ASPINWALL, Pa. — A McKees Rocks man says he may have saved a woman’s life Monday night when her car died in the middle of Route 28 near Aspinwall just before midnight.
Roger Paulish said he nearly rear-ended a hybrid Honda vehicle because it was stopped in the middle of the left-hand lane with no lights on. Paulish said while most cars were passing the stopped vehicle by, he turned on his hazard lights and got out of the car to see what was going on.
“I walked up to the vehicle and there’s a woman inside,” Paulish said. “I asked her what’s wrong and she said ‘my car just stopped, it died and I have no power.’ I said ‘can you get out?’ And she said ‘no they’re locked I can’t get them open.’”
Paulish said the woman had just gotten the car so she didn’t know how to manually unlock the doors.
Paulish said he called 911 as the woman’s sister arrived to help.
“All of a sudden we start smelling something burning and it was getting stronger so the sister looks and says, you’ve got smoke coming from your car,” Paulish said. “She starts saying ‘the car’s on fire, the car’s on fire, get me out, get me out,’ she’s trying to kick the window open, she’s trying to push it open, nothing is working.”

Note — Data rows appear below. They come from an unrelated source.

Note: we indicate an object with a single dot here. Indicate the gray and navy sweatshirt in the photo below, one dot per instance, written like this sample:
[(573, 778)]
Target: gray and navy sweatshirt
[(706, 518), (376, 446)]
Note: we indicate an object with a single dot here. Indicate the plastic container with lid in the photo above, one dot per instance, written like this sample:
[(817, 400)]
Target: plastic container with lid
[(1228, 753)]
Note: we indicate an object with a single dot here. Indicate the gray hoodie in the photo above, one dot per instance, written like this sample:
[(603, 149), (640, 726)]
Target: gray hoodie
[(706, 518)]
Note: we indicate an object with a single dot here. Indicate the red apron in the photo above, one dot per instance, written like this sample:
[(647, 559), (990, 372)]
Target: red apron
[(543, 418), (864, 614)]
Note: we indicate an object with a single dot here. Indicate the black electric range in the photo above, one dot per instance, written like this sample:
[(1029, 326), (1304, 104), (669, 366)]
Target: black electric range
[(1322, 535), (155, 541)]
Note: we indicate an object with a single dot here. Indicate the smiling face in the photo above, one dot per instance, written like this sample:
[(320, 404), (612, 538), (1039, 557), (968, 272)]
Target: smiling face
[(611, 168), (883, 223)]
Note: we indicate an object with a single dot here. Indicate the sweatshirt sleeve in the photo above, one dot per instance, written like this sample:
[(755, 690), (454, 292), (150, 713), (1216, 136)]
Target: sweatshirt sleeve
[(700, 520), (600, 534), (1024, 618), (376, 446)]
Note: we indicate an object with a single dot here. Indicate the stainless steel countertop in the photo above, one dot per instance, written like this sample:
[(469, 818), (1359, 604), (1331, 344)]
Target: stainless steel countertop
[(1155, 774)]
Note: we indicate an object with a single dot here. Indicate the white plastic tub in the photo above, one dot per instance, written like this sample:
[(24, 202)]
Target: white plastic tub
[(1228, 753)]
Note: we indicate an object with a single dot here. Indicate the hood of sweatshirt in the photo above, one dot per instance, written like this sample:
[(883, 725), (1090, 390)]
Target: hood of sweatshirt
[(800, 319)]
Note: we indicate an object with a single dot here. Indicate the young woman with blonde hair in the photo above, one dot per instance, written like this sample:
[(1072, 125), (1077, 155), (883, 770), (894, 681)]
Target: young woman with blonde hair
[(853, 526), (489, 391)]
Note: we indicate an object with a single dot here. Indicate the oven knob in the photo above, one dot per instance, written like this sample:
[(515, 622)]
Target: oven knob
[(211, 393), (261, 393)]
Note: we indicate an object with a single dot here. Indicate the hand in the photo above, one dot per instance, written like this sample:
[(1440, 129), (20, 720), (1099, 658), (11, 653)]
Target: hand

Paulish said he knew he only had seconds to save the woman from the burning car.
“I then ran to my car, I grab a torque wrench, I run back up, I said ‘I’m going to get you out, I’m going to break the window, slide over, turn your head,’ and I broke the window out and clearing the glass and me and the sister then got her out of that vehicle,” Paulish recalled. “That’s when the engine became engulfed.”
Paulish said at the time he was not carrying a fire extinguisher so he stopped a commercial vehicle on Route 28, asked to use their fire extinguisher and was able to put the fire out before first responders arrived.
“I just jumped into action and basically did what needed to be done,” Paulish said.
As a result of that quick action, everyone made it out OK.
Paulish said from here on out, he will keep a fire extinguisher along with his tools in his car should something like this ever happen again.
The Aspinwall fire chief said the fire department didn’t have anything to add, except that if a car is ever on fire, everyone should get as far away from it as possible.